For block 2, the equation would be ΣF=ma, where ΣF is the sum of all the forces acting on the block. This would give us:

T-m2g-20cos(39)=m2a

We can also use the fact that the coefficient of kinetic friction is given as 0.22 to write out an equation for the frictional force acting on each block. This would be:

μkN=m1g and μkN=m2g

Where N is the normal force acting on each block.
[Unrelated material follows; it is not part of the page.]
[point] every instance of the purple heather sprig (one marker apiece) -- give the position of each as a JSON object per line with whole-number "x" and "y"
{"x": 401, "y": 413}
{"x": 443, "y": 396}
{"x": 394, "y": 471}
Now, we can substitute the value of N into the equations for each block to get:

T-0.22m1g=0 and T-0.22m2g-20cos(39)=m2a

We can then solve these equations simultaneously to get the value of T, which would be the tension in the string. I hope this helps. Let me know if you have any further questions or need clarification on any of the steps. Good luck with your problem solving!

 

[Moetasim]

= T

The tension in the string is 10.7 N.
Based on the given information, it seems like you have correctly set up the equations for the tension in the string. However, there may be a mistake in your calculations as the final answer of 10.7 N does not seem to match the given values. I would recommend double-checking your calculations and equations to ensure accuracy. Additionally, it may be helpful to label your equations and variables clearly to avoid any confusion. Overall, your approach to the problem seems correct, but it is important to carefully check your work to arrive at the correct answer.